O encenador adiantou que têm já preparada as peças “A raiva” e “A grande questão”, “por serem as mais adaptáveis e maleáveis, sempre que existam novos factos sociais, assim como podem ser apresentadas numa perspectiva diferente, pelo facto de o foco ser o quotidiano”. “Sempre que há novidade, procuramos fazer alguns arranjos nas peças em questão, para ajudar a sensibilizar as populações sobre um tema social relevante”.

Escrita e dirigida por Tony Frampênio, as peças são os primeiros sinais de que o Enigma Teatro pretende apostar forte na apresentação de espectáculos de intervenção social. Das 30 peças já produzidas durante o confinamento social, o grupo tem ainda em carteira “Corona do mato e da cidade”, que tem sido apresentada em trechos de 3 a 4 minutos em lives, nas plataformas digitais.

De carácter comunitário, o espectáculo, esclareceu, foi feito de forma a levar o teatro angolano para as redes sociais, o novo palco das actividades artísticas. “Estamos a preparar uma outra peça de 45 minutos sobre o impacto da Covid-19 nas famílias”, destacou.

Quanto aos futuros espectáculos, disse, o grupo vai actuar apenas com as devidas medidas de biossegurança, inclusive o distanciamento entre os actores e, caso seja necessários, actuações com máscaras. “Como queremos mostrar cenas caricatas que foram surgindo ao longo deste período, então certas peças vão requerer uma adaptação às mais fidedigna dos actores”.

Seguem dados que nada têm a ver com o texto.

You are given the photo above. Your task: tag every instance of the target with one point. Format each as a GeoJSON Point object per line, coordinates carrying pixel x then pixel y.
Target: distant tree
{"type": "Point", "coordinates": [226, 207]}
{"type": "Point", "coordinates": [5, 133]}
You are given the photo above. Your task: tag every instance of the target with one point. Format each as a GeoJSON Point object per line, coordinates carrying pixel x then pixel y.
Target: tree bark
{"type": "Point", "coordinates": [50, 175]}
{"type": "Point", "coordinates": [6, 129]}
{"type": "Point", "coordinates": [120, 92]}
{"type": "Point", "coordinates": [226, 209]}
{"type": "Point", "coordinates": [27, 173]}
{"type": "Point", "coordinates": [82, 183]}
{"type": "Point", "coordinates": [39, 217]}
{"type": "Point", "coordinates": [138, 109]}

As peças, adiantou, vão também focar noutros aspectos, incluindo alguns negativos, criados pelo Estado de Emergência, como os perigos ocultos com o uso de máscaras. “Temas ligados com a depressão e a discriminação causadas pela pandemia também serão abordadas”, prometeu.

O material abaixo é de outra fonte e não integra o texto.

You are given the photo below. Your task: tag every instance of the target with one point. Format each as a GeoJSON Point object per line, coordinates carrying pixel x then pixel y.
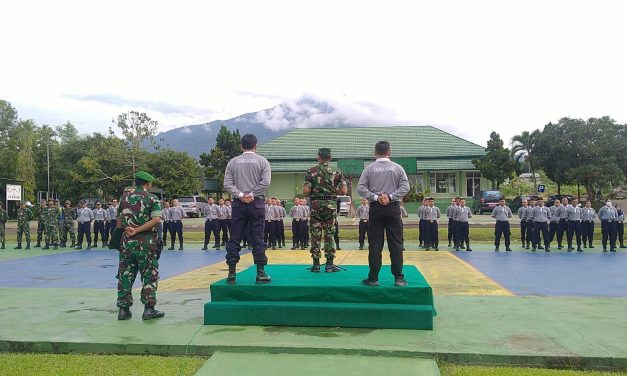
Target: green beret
{"type": "Point", "coordinates": [324, 152]}
{"type": "Point", "coordinates": [143, 175]}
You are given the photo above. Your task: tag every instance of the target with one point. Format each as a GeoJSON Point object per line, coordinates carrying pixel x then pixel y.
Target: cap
{"type": "Point", "coordinates": [143, 175]}
{"type": "Point", "coordinates": [324, 153]}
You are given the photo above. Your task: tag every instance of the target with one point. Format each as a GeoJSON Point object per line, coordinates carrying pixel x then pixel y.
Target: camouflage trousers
{"type": "Point", "coordinates": [23, 229]}
{"type": "Point", "coordinates": [52, 233]}
{"type": "Point", "coordinates": [40, 230]}
{"type": "Point", "coordinates": [137, 256]}
{"type": "Point", "coordinates": [68, 228]}
{"type": "Point", "coordinates": [322, 224]}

Grupos querem evitar lotações

A criação de mecanismos de biossegurança para se evitar as lotações nas salas de espectáculos vão ser determinantes, durante este período de Situação de Calamidade pública, alertou, o director artístico e encenador do Colectivo de artes Nguizane Tuxicane, Agostinho Cassoma.

A grande questão, disse, é saber como os fazedores de teatro e o público vão se adaptar a este novo formato. Entre receios e optimismo, o encenador mostrou-se preocupado, se os grupos e as instituições vão conseguir criar condições para evitar a propagação da pandemia. O regresso do grupo aos palcos, assegurou, está marcado para os meses de Agosto e Setembro. Até lá, explicou, estão a ser criadas internamente condições de trabalho para não colocar em risco a vida dos actores.

“Os meios de comunicação social e as redes sociais têm tido um papel importante na mobilização do público para os espectáculos”, defendeu Agostinho Cassoma, cujo colectivo foi o vencedor do Prémio Nacional de Cultura e Artes em 2018.

A preocupação com as crianças

Para a directora artística da Companhia de teatro Arte Sol, Solange Feijó, uma das maiores preocupações são os trabalhos artísticos do colectivo que envolvem as crianças. “Quando se trabalha com crianças a situação torna-se ainda mais precária, por ser uma franja da sociedade muito sensível a contaminação da Covid-19”, disse, acrescentando que têm estado a enfrentar vários obstáculos neste retorno das actividades artísticas.

Depois do cancelamento da primeira edição do Festival Infanto-juvenil de Teatro, denominado “Nzoji ya Mona Ndegue”, marcado para o passado mês Abril, criado com o objectivo de incentivar a descoberta de jovens talentos, o grupo não tem nada preparado para os próximos dias.

Com vários projecto e peças de teatro adiadas, no momento, o Arte Sol vai focar na realização da “Feira da Criança Artista”, marcada para o final do ano, “mas só caso a situação melhore”. “Não queremos arriscar, porque trabalhamos maioritariamente com crianças e estamos a procurar ser o mais cautelosos possíveis”, disse.